A group exhibition of artists from across India have come together to showcase their collection of paintings in mix medium using water colours, acrylic and other innovative medium based on the single theme of River Banks in India. Starting from 13th June, 2016 at Anyahh Art, Sultanpur, the exhibition will be on display till 4th July 2016.
The participating artists have illustrated not only the ghats by the river Ganges and but also the divine aura that these banks have accumulate over the years.
Participating artists include Sudip Routh, Durga Charan Das, Madhusudan and more. In this exhibition, the Ghat paintings can be foremost interpreted as a panoramic representation of some highly revered Ghats in India located in places like Varanasi Ghats, River Ganga or Ganges, the boats in the river, saints dip in the river or praying as well as the multitude of small temples almost falling off the cliff face and the narrow streets teeming with the life and activity.
Holy and devotional thoughts greatly terminate the inspirational source of Ghat paintings. Ghats’s paintings represent the natural beauty of holiest spot that glorified by myths and apologue that fetches art lovers remarkably close to the nature. These paintings also complement the concept of divinity. Over the years, Ghat artwork has become a symbolic style in the world of painting in India.

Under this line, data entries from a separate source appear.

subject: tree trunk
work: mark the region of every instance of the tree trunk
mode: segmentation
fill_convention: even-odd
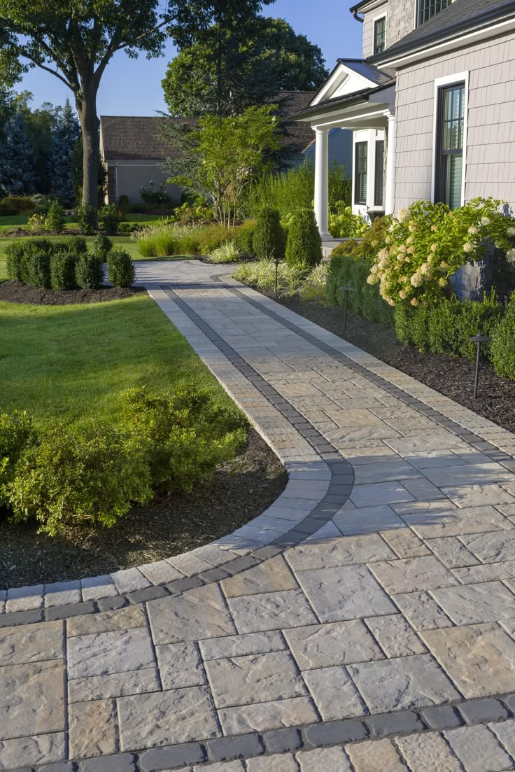
[[[83,132],[83,204],[98,207],[98,165],[100,147],[97,117],[97,90],[92,89],[77,103]]]

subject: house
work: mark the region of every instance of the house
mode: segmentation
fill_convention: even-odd
[[[290,120],[289,117],[305,108],[313,96],[311,91],[282,91],[276,97],[288,149],[288,166],[303,162],[303,151],[313,137],[308,124]],[[180,152],[161,138],[163,124],[167,120],[195,125],[194,120],[183,118],[100,116],[100,157],[107,175],[106,203],[117,201],[120,195],[127,196],[131,204],[141,203],[140,188],[147,187],[151,180],[156,188],[166,182],[168,175],[163,164],[167,158],[178,157]],[[166,191],[172,204],[180,204],[181,191],[178,185],[166,185]]]
[[[327,227],[329,136],[354,132],[353,210],[371,218],[419,199],[515,205],[515,2],[362,0],[363,58],[338,59],[306,110],[315,210]]]

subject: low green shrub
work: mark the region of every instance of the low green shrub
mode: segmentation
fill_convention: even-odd
[[[98,210],[98,221],[103,231],[110,236],[115,236],[120,225],[120,212],[117,205],[113,202],[100,207]]]
[[[495,294],[482,301],[460,302],[452,295],[442,295],[416,307],[408,303],[395,306],[395,334],[405,345],[412,344],[422,353],[466,357],[473,360],[476,345],[470,337],[479,332],[490,335],[499,325],[503,309]],[[488,356],[488,347],[483,347]]]
[[[62,233],[64,229],[63,208],[58,201],[51,201],[46,216],[45,217],[45,228],[53,233]]]
[[[259,260],[284,259],[286,239],[277,209],[264,206],[259,212],[252,236],[252,248]]]
[[[97,210],[91,204],[79,204],[77,207],[77,226],[79,232],[90,236],[97,227]]]
[[[257,220],[246,220],[234,229],[234,239],[241,252],[250,256],[255,255],[252,239],[256,232]]]
[[[209,256],[209,262],[237,262],[242,253],[235,241],[225,242],[213,249]]]
[[[84,242],[86,243],[86,242]],[[104,262],[107,260],[107,256],[113,249],[113,242],[104,233],[99,233],[95,236],[93,242],[93,251],[101,257]],[[86,249],[87,252],[87,247]]]
[[[50,256],[50,286],[53,290],[73,290],[75,281],[75,255],[56,250]]]
[[[333,306],[343,306],[344,293],[341,287],[351,286],[348,293],[348,310],[371,322],[379,322],[393,327],[392,309],[383,300],[376,285],[367,283],[370,273],[370,262],[363,258],[351,255],[331,253],[329,273],[325,288],[325,299]]]
[[[151,498],[146,451],[114,427],[77,436],[56,426],[25,450],[5,486],[12,519],[36,518],[51,536],[67,525],[114,525],[133,503]]]
[[[95,252],[80,255],[75,266],[75,278],[83,290],[96,290],[103,282],[103,261]]]
[[[321,262],[322,239],[311,209],[303,209],[292,218],[286,242],[286,259],[289,266],[304,269]]]
[[[0,506],[7,503],[5,488],[14,477],[19,459],[36,439],[32,419],[26,412],[0,415]]]
[[[134,283],[134,264],[124,249],[111,249],[107,253],[107,276],[115,287],[128,287]]]

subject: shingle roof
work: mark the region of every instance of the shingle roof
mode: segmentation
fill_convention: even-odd
[[[278,96],[279,114],[285,118],[302,110],[313,98],[310,91],[283,91]],[[100,116],[102,150],[106,161],[164,161],[178,155],[178,148],[165,144],[160,138],[167,120],[178,120],[194,127],[195,121],[185,118],[139,116]],[[300,152],[313,137],[309,126],[284,120],[286,143],[292,152]]]
[[[381,54],[371,57],[373,62],[391,58],[392,54],[420,48],[425,43],[452,37],[493,20],[515,13],[515,0],[454,0],[443,11],[421,24]]]

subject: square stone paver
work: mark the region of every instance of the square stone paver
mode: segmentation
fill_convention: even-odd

Some of India’s historically significant and visually gripping water banks serve as a great way of inspiration for painters who want to make fame in this discipline. Artists generally pose paying a visit to the divine banks in order to get an immediate experience of the place before picking up their brush to forms paintings on Ghats which they want to imitate with colors.
Painters like Sudip Routh, Madhusudan, Durga Charan Das mostly prefer oil on canvas or water colours to serve as a tool in helping them to create realistic ghatscapes. They manage to blend their colors so well in all their paintings, that we actually see the radiance from a setting or rising sun lighting up the city and transforming it into a shimmering and almost breathing, beautiful creature. It consign them a proper idea of the surroundings and atmosphere of the Ghats, making it possible to design symbolism in their perception.